Parental drinking has been shown to be associated with offspring drinking. However, the relationship appears to be more complex than often assumed and few studies have tracked it over longer time periods.
To explore the long-term (10-year) transmission of familial drinking during adolescence to offspring drinking patterns in young adulthood.
Swedish longitudinal study, assessing the relationship between familial drinking in 2000 and offspring drinking in 2010 using simultaneous quantile regression analysis (n = 744).
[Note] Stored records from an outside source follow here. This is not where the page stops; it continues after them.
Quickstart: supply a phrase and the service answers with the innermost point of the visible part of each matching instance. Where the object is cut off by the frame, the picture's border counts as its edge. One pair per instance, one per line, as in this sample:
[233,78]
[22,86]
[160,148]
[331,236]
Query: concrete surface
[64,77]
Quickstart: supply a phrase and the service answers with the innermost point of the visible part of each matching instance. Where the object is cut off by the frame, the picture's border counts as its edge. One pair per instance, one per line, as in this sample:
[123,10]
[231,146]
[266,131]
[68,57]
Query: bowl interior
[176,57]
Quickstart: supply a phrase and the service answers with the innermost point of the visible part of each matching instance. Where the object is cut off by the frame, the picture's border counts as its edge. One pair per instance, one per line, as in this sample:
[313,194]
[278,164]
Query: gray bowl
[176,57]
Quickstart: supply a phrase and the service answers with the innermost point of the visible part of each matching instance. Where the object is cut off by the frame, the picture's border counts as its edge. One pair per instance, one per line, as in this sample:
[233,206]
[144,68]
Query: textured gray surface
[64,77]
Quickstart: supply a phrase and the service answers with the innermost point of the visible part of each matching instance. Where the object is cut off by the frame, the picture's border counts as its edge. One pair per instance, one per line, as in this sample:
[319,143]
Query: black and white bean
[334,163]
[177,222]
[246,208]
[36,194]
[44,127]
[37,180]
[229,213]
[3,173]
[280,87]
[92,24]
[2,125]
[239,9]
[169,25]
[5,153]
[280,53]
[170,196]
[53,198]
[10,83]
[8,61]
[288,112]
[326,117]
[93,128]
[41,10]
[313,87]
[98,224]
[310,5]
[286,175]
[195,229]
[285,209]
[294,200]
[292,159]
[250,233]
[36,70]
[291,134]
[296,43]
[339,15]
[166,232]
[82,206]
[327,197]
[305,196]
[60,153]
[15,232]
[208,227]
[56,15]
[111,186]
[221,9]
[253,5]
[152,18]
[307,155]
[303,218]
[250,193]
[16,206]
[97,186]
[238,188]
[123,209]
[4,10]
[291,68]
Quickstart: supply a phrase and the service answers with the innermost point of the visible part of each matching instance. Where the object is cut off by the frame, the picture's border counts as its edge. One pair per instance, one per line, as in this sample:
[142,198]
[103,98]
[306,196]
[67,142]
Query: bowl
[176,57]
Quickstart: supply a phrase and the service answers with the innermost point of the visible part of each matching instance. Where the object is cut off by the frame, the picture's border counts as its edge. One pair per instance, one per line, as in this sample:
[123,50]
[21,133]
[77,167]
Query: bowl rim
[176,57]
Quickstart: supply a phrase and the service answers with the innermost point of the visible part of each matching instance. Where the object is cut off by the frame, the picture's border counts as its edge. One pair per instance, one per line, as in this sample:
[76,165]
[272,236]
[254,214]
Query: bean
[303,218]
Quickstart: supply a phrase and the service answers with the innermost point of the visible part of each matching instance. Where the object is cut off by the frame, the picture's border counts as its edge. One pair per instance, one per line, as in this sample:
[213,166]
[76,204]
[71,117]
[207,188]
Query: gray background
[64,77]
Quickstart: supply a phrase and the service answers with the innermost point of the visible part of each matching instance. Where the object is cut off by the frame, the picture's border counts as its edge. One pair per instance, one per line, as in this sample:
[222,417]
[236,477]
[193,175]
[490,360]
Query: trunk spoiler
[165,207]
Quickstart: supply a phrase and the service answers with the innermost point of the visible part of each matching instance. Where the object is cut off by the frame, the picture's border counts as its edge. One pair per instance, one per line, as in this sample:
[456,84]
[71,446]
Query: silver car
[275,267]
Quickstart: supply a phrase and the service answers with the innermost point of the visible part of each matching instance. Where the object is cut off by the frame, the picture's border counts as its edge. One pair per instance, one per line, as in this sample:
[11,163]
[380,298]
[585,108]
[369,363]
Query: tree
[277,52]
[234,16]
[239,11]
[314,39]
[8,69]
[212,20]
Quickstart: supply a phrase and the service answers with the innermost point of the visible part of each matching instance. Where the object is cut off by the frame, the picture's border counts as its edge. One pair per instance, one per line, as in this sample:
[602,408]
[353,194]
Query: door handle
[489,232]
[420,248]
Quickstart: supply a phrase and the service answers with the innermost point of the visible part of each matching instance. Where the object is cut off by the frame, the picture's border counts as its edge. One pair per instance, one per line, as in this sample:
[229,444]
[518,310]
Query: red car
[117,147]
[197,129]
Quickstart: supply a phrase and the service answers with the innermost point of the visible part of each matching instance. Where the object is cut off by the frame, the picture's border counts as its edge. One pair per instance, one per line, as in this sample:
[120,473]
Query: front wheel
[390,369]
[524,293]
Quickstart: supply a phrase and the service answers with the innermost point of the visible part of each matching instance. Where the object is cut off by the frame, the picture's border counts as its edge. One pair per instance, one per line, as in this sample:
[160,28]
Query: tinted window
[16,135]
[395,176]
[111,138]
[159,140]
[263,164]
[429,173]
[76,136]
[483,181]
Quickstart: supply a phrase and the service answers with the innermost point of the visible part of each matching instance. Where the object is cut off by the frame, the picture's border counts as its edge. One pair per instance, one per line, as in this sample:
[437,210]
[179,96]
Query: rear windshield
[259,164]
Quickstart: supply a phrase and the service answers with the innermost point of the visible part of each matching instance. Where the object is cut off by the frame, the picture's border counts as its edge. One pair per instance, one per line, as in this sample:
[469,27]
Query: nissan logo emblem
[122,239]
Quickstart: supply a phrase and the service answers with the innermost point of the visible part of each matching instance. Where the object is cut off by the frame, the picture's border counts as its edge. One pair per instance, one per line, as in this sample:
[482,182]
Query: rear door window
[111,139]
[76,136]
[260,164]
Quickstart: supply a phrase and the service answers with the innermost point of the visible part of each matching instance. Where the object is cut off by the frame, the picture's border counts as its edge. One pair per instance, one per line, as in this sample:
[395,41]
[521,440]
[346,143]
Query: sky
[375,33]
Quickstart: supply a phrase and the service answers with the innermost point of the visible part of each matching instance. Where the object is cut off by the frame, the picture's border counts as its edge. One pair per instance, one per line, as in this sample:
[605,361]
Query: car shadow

Data on familial drinking was gathered from the Swedish level-of-living surveys (LNU) and from partner LNU in 2000 while data on offspring drinking in young adulthood was gathered from LNU 2010. Drinking among offspring, parents and potential stepparents was measured through identical quantity-frequency indices referring to the past 12 months in 2010 and 2000 respectively.
Young adults whose families were abstainers in 2000 drank substantially less across quintiles in 2010 than offspring of non-abstaining families. The difference, however, was not statistically significant between quintiles of the conditional distribution. Actual drinking levels in drinking families were not at all or weakly associated with drinking in offspring. Supplementary analyses confirmed these patterns.
The association between familial drinking and offspring drinking in young adulthood exhibits clear non-linear trends. Changes in the lower part of the familial drinking distribution are strongly related to drinking in young adults, but the actual levels of drinking in drinking families appear less important in shaping the drinking patterns of the offspring in young adulthood.